“Ketiganya berkenalan satu sama lain dan kemudian menjadi radikal mulai tahun 2018. Seiring waktu, mereka mengembangkan jaringan kontak online asing yang pro-militan, termasuk pacar online yang berbagi ideologi pro-ISIS mereka,”
Lapan6Online : Tiga orang wanita asal Indonesia ditahan di Singapura di bawah Undang-Undang Keamanan Dalam Negeri (ISA).
Ketiganya merupakan Tenaga Kerja Indonesia (TKI) yang bekerja sebagai pekerja rumah tangga di Singapura.
Menurut Kementerian Dalam Negeri Singapura (Senin, 23/9/2019) dalam keterangannya, mereka tengah diinvestigasi karena dituding melakukan kegiatan pendaan terorisme.
Ketiga wanita itu adalah Anindia Afiyantari yang berusia 30 tahun, Retno Hernayani yang berusia 36 tahun, dan Turmini yang berusia 31 tahun.
Mereka telah bekerja sebagai pekerja rumah tangga di Singapura selama antara enam hingga 13 tahun.

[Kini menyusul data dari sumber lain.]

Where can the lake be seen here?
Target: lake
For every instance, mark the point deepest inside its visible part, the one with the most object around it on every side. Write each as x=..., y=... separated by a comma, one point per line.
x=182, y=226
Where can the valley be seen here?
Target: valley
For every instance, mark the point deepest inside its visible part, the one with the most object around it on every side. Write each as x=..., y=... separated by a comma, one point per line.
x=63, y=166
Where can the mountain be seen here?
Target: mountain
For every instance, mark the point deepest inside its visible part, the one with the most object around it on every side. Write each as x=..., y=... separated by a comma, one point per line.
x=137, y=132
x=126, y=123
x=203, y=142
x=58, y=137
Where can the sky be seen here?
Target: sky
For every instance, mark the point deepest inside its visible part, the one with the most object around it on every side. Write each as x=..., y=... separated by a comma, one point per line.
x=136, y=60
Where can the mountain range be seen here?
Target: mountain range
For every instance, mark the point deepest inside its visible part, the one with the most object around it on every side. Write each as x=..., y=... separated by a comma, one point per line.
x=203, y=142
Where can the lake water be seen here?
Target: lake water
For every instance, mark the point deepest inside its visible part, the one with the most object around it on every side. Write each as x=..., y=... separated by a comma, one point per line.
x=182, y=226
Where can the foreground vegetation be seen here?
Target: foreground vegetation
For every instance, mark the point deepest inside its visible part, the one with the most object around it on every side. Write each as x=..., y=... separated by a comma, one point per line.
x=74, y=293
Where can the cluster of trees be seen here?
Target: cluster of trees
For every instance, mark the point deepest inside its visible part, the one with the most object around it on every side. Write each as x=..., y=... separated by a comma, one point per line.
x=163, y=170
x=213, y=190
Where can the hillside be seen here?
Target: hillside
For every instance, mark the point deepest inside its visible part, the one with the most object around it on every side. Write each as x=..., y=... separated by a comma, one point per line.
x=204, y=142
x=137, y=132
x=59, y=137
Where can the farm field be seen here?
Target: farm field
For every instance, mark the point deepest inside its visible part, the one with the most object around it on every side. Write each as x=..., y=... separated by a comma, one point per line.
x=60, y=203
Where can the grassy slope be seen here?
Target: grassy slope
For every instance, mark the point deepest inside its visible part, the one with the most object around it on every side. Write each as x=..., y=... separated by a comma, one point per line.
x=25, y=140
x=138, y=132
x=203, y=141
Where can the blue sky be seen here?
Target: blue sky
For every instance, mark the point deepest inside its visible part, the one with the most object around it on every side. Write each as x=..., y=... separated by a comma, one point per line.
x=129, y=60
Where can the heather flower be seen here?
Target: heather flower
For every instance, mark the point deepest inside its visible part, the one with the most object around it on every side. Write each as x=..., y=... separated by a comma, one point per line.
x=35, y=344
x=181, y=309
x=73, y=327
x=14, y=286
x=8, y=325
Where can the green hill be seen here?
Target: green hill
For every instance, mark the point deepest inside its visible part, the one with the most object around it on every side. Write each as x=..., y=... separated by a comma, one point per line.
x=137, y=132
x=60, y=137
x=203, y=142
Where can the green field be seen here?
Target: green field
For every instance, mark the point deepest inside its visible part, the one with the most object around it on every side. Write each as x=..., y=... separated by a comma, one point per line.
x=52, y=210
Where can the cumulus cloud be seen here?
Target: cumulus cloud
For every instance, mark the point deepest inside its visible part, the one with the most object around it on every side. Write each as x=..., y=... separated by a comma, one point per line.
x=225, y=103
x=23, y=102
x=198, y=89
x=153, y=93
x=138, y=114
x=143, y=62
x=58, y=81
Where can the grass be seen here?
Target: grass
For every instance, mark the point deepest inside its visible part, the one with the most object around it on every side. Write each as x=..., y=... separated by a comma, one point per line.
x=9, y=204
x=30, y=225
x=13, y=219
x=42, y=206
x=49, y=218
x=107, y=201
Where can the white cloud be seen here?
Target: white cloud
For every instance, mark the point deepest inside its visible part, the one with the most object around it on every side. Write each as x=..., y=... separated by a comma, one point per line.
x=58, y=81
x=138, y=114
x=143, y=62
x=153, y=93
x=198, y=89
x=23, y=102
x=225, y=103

Menurut keterangan yang sama, ketiganya berkenalan satu sama lain dan kemudian menjadi radikal mulai tahun 2018.
Mulanya, Anindia dan Retno pertama kali bertemu di sebuah pertemuan sosial di Singapura selama hari libur mereka. Sementara Turmini terhubung dengan mereka di media sosial.
“Seiring waktu, mereka mengembangkan jaringan kontak online asing yang pro-militan, termasuk pacar online yang berbagi ideologi pro-ISIS mereka,” begitu bunyi keterangan Kementerian Dalam Negeri Singapura.
Anindia dan Retno kemudian ingin melakukan perjalanan ke Suriah dan bergabung dengan ISIS. Mereka bahkan menyatakan siap untuk mengangkat senjata bagi kelompok teror di Suriah dan menjadi pembom bunuh diri.
Mereka juga melakukan kontak online dan berencana untuk bermigrasi ke Filipina selatan, Afghanistan atau Afrika untuk bergabung dengan kelompok pro-Islam radikan di daerah-daerah tersebut.
Dalam investigasi pihak berwenang Singapura, Retno percaya bahwa umat Islam berkewajiban untuk melakukan perjalanan ke zona konflik lainnya seperti Palestina dan Kashmir untuk berperang melawan musuh-musuh Islam.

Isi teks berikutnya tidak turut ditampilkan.